11. Clearly identify the assessment tool, survey or method being used and how it is different from other frameworks.

Psychological type frameworks and their associated assessments are different from most personality models and instruments used by psychologists and organizational consultants. Psychological type is not based on traits.

This fact generates much confusion.

Most personality assessments are designed to measure traits - behavioral characteristics that are assumed to be a part of everyone’s makeup but which vary in amount. A high score indicates the strong presence of a trait, and a low score indicates a lack of the trait; if the trait is considered a good thing to have, then a low score may be labeled as a deficit. In this perspective, personality differences among people are explained as differences in the amounts of different traits. The trait model is concerned with answering the question, “How much?” Because amounts are important for understanding personality, the numerical scores on these assessments are the focus for interpreting results.
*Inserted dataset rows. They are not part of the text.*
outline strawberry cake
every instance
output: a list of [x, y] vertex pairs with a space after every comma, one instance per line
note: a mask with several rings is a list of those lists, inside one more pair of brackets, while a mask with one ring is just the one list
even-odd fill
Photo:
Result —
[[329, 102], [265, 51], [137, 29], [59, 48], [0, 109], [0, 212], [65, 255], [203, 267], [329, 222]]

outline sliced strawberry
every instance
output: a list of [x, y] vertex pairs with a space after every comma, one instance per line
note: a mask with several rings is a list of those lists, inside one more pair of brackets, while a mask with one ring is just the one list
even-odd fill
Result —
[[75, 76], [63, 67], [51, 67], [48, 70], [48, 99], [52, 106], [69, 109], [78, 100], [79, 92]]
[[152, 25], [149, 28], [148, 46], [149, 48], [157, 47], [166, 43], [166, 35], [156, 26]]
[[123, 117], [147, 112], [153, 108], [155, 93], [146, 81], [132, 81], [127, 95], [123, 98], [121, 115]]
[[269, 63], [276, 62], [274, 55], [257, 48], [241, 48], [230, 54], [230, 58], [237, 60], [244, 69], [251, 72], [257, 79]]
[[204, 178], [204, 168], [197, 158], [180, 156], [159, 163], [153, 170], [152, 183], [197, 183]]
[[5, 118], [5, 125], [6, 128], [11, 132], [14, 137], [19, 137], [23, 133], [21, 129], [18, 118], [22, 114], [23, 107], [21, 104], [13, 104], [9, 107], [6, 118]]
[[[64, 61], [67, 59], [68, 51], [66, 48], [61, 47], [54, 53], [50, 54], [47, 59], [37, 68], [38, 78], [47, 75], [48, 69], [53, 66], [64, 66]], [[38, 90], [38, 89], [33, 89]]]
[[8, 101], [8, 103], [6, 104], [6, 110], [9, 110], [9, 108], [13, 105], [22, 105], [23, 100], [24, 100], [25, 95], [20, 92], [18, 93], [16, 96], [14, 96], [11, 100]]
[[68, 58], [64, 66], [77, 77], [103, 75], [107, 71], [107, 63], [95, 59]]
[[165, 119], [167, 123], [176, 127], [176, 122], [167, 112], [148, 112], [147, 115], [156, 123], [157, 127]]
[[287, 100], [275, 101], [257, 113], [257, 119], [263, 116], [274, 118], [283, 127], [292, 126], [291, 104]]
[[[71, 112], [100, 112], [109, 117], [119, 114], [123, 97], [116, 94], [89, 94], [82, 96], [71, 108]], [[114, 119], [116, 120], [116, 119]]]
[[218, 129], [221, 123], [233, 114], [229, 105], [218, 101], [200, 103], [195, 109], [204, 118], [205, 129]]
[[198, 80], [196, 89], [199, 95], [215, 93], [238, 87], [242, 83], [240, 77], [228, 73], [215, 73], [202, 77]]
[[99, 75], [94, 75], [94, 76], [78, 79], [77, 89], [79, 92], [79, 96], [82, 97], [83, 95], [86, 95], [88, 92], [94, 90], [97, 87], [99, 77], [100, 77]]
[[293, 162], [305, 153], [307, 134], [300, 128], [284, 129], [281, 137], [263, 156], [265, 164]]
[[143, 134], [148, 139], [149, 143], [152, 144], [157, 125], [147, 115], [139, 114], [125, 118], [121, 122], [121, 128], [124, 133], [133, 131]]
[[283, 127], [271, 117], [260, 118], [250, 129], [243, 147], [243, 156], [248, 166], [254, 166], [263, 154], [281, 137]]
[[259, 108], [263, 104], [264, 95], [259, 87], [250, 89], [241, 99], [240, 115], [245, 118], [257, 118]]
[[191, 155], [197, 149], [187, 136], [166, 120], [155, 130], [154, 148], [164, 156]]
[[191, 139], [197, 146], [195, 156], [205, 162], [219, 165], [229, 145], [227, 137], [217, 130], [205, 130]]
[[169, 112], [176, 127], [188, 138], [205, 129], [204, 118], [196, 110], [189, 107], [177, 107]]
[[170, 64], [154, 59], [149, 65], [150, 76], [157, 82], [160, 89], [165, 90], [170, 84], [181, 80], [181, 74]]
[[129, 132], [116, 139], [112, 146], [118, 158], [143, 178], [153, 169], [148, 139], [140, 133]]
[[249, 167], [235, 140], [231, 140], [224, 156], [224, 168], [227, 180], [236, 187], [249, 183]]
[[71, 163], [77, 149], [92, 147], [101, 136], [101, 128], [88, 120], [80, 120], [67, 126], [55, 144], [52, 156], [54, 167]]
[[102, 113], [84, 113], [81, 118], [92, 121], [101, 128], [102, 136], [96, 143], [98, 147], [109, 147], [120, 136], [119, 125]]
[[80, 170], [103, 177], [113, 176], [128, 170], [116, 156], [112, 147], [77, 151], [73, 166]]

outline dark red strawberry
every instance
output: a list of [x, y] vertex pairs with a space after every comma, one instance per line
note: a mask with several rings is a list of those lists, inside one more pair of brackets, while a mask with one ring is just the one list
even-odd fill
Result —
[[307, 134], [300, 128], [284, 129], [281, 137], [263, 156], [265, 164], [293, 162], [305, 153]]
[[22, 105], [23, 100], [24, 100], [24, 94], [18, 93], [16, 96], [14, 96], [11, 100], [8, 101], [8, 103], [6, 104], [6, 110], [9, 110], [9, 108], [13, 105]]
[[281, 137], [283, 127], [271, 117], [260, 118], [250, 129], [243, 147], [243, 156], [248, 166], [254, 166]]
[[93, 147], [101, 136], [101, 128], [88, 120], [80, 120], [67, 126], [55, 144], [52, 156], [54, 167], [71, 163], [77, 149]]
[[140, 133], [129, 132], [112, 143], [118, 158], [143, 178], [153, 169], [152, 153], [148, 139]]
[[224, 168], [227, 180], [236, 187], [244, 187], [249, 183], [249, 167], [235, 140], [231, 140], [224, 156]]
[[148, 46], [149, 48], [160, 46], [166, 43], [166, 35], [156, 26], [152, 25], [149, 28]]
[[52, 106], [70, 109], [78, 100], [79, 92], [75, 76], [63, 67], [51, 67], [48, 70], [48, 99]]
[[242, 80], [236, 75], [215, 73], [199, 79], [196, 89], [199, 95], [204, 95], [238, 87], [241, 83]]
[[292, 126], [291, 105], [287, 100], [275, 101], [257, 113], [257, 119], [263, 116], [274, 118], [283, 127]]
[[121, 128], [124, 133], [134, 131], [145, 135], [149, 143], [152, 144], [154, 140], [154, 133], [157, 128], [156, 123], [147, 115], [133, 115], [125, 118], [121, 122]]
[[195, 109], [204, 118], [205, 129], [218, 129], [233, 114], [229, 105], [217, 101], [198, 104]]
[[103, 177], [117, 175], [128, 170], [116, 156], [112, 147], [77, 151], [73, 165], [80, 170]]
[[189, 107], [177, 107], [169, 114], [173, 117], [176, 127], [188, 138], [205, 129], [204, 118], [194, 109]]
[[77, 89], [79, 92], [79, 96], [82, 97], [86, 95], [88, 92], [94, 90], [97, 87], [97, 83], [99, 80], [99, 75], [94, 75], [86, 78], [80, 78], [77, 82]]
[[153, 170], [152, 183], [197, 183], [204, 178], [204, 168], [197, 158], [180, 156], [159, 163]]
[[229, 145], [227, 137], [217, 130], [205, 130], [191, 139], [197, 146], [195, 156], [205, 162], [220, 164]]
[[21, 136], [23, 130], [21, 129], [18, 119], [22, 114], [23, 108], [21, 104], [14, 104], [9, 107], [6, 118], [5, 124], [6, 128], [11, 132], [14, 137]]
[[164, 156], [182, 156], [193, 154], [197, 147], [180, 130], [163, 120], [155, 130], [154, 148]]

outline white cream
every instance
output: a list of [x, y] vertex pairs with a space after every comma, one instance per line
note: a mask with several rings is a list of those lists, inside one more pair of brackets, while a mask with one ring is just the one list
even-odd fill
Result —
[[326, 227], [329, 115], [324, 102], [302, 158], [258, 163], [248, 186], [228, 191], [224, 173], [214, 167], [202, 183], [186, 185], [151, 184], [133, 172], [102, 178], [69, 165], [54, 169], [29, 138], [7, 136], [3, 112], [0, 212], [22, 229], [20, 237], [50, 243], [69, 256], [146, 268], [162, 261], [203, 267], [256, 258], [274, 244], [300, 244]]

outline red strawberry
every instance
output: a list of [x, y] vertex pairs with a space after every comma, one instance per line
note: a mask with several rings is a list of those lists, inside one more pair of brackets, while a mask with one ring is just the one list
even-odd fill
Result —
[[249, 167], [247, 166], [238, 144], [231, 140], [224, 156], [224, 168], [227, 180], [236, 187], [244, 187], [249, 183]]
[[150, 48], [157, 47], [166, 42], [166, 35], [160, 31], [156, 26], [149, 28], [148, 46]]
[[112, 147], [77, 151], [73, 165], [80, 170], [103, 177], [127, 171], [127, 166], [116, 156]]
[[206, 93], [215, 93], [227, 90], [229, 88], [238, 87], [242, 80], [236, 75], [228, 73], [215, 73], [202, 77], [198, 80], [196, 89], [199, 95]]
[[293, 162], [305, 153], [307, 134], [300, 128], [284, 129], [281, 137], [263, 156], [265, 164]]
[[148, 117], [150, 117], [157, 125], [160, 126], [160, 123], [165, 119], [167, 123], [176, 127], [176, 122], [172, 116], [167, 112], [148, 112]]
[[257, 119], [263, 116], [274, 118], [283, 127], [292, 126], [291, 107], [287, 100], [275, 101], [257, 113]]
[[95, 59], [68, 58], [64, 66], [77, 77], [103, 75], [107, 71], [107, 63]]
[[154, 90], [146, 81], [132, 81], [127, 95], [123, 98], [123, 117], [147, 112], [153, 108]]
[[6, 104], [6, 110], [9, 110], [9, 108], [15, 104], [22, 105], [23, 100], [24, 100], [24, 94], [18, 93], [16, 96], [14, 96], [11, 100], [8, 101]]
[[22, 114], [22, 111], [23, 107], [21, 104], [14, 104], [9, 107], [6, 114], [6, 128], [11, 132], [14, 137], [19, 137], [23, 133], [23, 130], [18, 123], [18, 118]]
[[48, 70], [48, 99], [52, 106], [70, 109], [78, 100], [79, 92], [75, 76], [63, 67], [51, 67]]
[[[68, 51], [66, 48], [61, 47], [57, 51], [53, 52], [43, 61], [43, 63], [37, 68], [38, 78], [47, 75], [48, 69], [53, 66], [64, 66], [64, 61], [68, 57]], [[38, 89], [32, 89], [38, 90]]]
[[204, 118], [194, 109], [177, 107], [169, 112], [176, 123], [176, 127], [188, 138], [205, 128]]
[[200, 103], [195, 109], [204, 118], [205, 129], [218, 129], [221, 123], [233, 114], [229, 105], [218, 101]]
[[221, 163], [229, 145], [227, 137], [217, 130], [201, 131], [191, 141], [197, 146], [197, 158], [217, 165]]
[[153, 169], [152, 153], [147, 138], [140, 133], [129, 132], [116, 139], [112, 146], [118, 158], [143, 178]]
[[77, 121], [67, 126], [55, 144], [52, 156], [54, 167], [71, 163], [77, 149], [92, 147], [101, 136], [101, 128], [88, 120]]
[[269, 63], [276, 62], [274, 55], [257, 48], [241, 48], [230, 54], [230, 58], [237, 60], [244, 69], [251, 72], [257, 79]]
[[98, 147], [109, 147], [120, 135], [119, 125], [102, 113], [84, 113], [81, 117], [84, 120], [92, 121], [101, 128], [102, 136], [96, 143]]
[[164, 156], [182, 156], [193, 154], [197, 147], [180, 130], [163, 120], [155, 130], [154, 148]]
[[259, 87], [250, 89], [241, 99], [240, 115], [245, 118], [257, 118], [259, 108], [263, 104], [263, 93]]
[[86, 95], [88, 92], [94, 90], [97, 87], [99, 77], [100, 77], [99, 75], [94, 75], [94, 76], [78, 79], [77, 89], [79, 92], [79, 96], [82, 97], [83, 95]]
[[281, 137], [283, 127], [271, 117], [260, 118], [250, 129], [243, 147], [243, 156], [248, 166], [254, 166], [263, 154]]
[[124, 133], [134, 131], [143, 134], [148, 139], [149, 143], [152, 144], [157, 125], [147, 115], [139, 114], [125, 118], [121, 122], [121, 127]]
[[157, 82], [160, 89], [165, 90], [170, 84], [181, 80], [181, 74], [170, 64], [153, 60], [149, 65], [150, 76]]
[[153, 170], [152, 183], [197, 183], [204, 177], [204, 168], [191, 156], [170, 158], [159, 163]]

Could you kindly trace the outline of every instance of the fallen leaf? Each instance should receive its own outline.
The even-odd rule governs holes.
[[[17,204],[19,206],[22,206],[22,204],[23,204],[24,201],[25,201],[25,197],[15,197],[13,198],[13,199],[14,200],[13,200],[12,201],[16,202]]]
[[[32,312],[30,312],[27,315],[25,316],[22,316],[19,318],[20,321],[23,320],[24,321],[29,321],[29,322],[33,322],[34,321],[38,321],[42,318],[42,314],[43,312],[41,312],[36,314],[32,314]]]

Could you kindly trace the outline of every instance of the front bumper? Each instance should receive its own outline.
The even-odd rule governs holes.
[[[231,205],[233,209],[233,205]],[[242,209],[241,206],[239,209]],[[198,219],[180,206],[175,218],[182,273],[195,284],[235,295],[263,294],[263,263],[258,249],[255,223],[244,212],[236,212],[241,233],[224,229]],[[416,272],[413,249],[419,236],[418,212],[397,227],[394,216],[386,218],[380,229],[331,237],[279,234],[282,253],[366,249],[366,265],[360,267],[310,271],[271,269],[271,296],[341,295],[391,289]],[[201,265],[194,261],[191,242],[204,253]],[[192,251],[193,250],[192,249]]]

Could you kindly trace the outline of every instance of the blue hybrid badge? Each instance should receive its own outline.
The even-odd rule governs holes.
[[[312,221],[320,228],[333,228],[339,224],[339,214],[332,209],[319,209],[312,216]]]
Psychological type is based on different ways that people use their minds to experience and respond to life, specifically, different dynamic patterns in their use of the mental processes involved in perception and judgment. Personality differences among people are explained as differences in which pattern people favor most; type categories are seen simply as different approaches to life, with none being better or worse than the others. Type assessments are designed to identify which pattern is an individual’s best fit, that is, to answer the question, “Which one?” Numerical scores indicate how probable it is that a certain pattern is the one a person favors. (With some instruments, scores can also indicate variations of functioning within a type pattern; however, identifying the Best-Fit category is still primary). Finding the best fit necessarily requires that the person verify whether the indicated pattern actually does fit, or whether a different pattern describes them better; this is the focus of interpreting type instrument results.

Type patterns – preferences, Myers-Briggs types, temperaments, interaction styles, function-attitudes, etc. – are dynamic and complex. They cannot be boiled down to simple traits or sets of traits. However, type patterns are expressed in associated behavioral traits. In other words, types are not the same as traits, but traits correlate with particular type patterns. Traits and behaviors can be an indication of a type pattern, but they do not define it.

When people don’t understand the actual meaning of MBTI® and other psychological type assessment scores, and when they treat type categories as though they were a set of traits, they can make some mistaken assumptions. They may think there are “normal” or “good” scores, or they might assume that they should be “more balanced” between opposite attributes. This can lead to people attempting to suppress their type.